For taxation purposes, no ongoing revaluation of DFAs should be carried out.
For companies that hedge risks
The Draft Law assumes that DFAs can be issued or purchased for hedging risks, specifically for reducing (compensating for) any consequences that are adverse for the taxpayer and are caused by:
- a loss,
- profit deficiency,
- reduced revenue,
- a decrease of the market value of property,
- an increase of the taxpayer’s liabilities caused by changes in prices, the interest rate or a currency exchange rate.
In such cases, transactions with DFAs are treated as hedging transactions according to the procedure set out in articles 301 and 326 of the Tax Code (forward transactions). This approach is likely to have a favourable effect on the development of the DFAs market.
For operators of DFAs
It is proposed to provide an exemption from VAT in Russia to:
- services of operators of information systems which issue DFAs and
- services of DFA exchange operators to admit digital rights to circulation in information systems.
The exception will be advisory services and services of providing rights to use computer software; these services will not be exempt from VAT.
Operators perform the functions of tax agents when personal income tax is assessed and paid, including sending a notification that it is impossible to withhold tax.
Also, if an operator does not perform the functions of a tax agent, it is obliged to submit annually to the tax authority information about individuals disposing of assets in its information system for each individual.

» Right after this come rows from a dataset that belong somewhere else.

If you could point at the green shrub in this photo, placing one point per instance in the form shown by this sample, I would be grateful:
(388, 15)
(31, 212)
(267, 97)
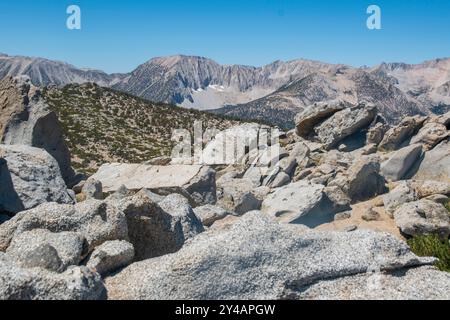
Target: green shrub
(432, 246)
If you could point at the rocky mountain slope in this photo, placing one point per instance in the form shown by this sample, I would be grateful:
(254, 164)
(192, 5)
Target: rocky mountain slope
(344, 83)
(103, 125)
(343, 207)
(43, 72)
(274, 92)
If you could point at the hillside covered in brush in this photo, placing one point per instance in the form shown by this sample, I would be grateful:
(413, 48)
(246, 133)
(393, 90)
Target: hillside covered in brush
(103, 125)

For those who are interested in cryptocurrencies
We remind you that according to the information from the Russian Government, the cryptocurrencies market in Russia is valued at RUB 10 trillion. In December 2020 the Government introduced draft law No. 1065710-7 on the taxation of digital currencies. The draft law was passed in the first reading, but there have been no further developments since October 2021.
At the same time, the Russian Ministry of Finance (the “Ministry of Finance”) was considering different matters connected with profit from transactions with cryptocurrencies even before this draft law. The general position of the Ministry of Finance is that income from the sale of cryptocurrencies (less expenses) should be subject to personal income tax on the basis of the general provisions of article 23 of the Tax Code. At the same time, it is apparent that without introducing the corresponding obligations for operators and stock exchanges, it is almost impossible for tax authorities to keep track of income received from cryptocurrencies.

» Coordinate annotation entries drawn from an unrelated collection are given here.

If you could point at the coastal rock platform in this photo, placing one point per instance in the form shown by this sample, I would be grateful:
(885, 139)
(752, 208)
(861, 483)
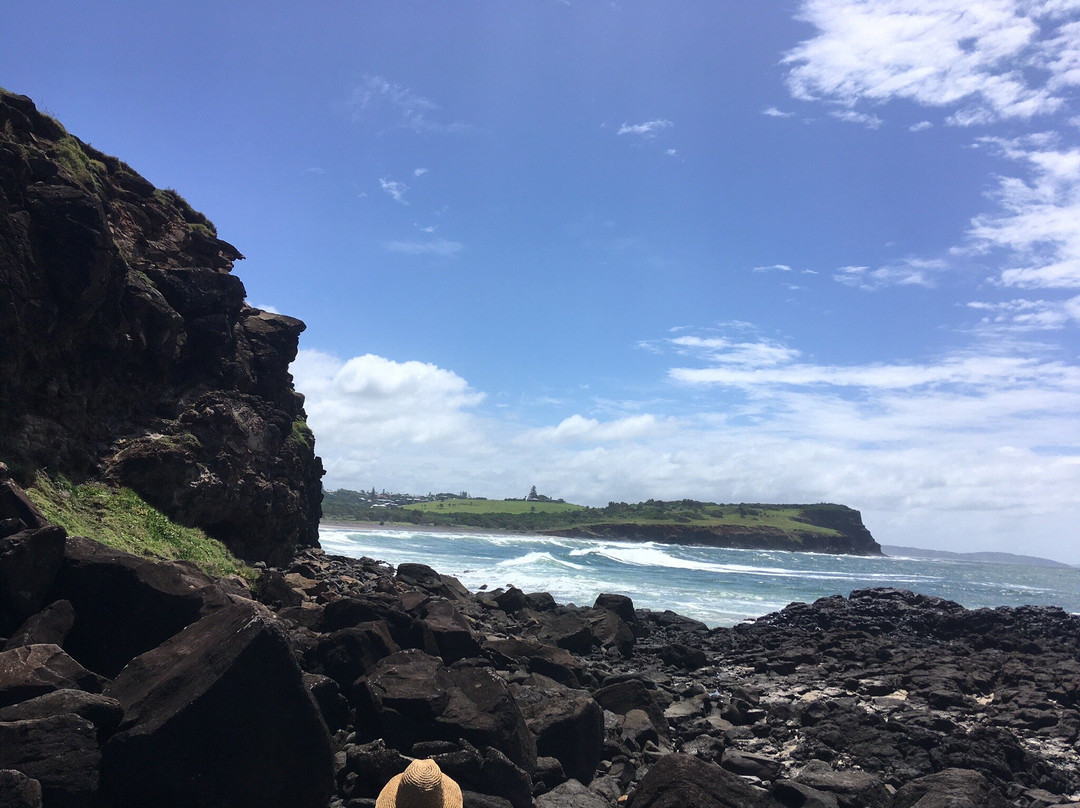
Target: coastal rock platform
(326, 679)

What to think about and what to do
Despite the fact that this Draft Law has just appeared, we have grounds to believe that it will be adopted very soon. This means that, as early as at the beginning of 2023, operators will need to report transactions for the disposal of DFAs which were effected in 2022.

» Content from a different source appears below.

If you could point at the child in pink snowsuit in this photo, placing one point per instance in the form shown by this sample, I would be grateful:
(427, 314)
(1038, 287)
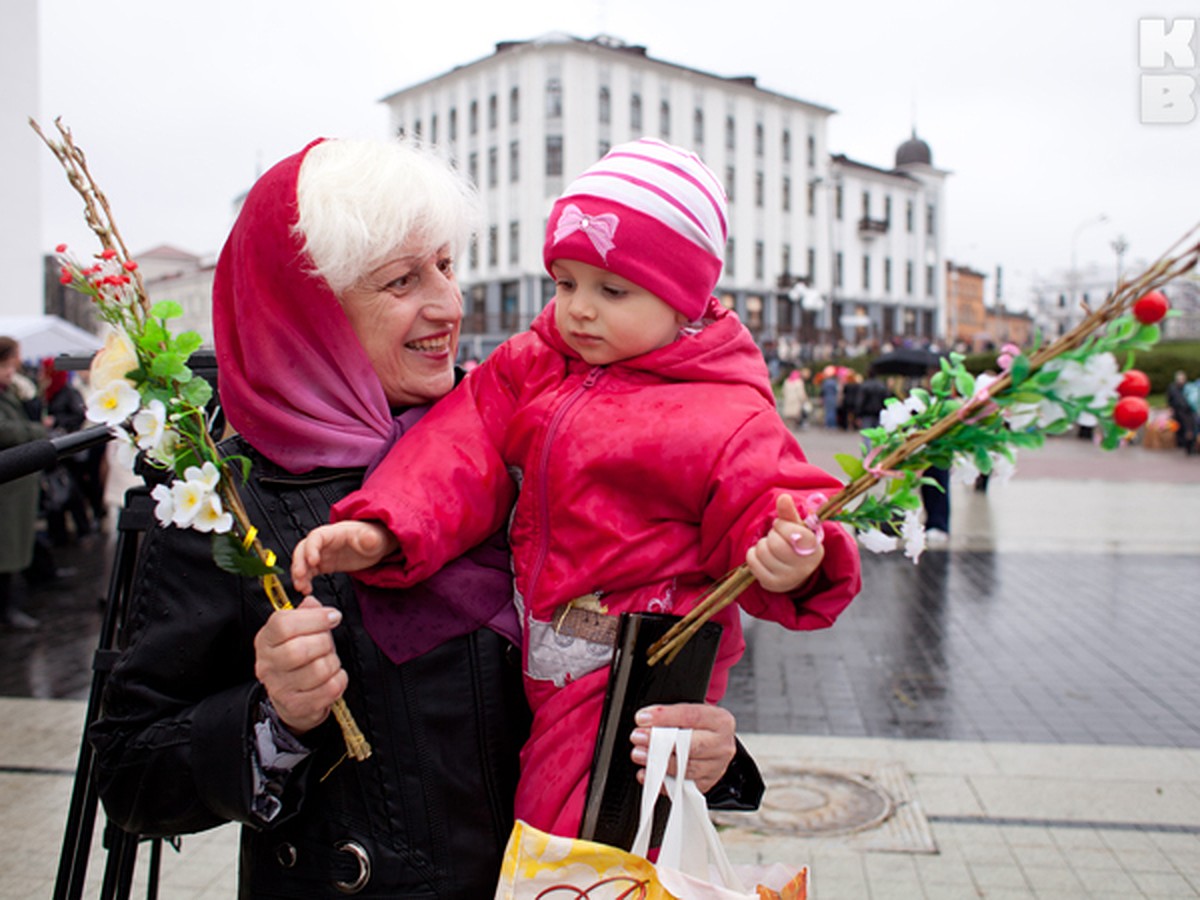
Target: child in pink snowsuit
(630, 441)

Both companies that are considering the possibility of issuing DFAs and individuals who are owners or potential owners of DFAs should take into account the provisions of the law which have been developed.
In our opinion, it is very likely that regulation of the taxation of income from cryptocurrencies will be finalised and adopted in the nearest future.
Help from your adviser
Pepeliaev Group's experts continuously monitor amendments of legislation in the sphere of DFAs and are actively developing experience of providing comprehensive business support in issues concerning compliance with legislation, the identification and assessment of legal risks, and the development of business-oriented proposals to minimise the risks identified.
Pepeliaev Group’s services include providing advice regarding compliance with the requirements of legislation in the sphere of the circulation and taxation of DFAs and preparing documents necessary for the issuance and circulation of DFAs.
 Letters of the Ministry of Finance No. 03-04-05/74126 dated 26 September 2019 and No. 03-04-05/9243 dated 10 February 2022.
 It is expected that the law will come into force 1 month after it is published and will start to apply from the next tax period for the corresponding tax.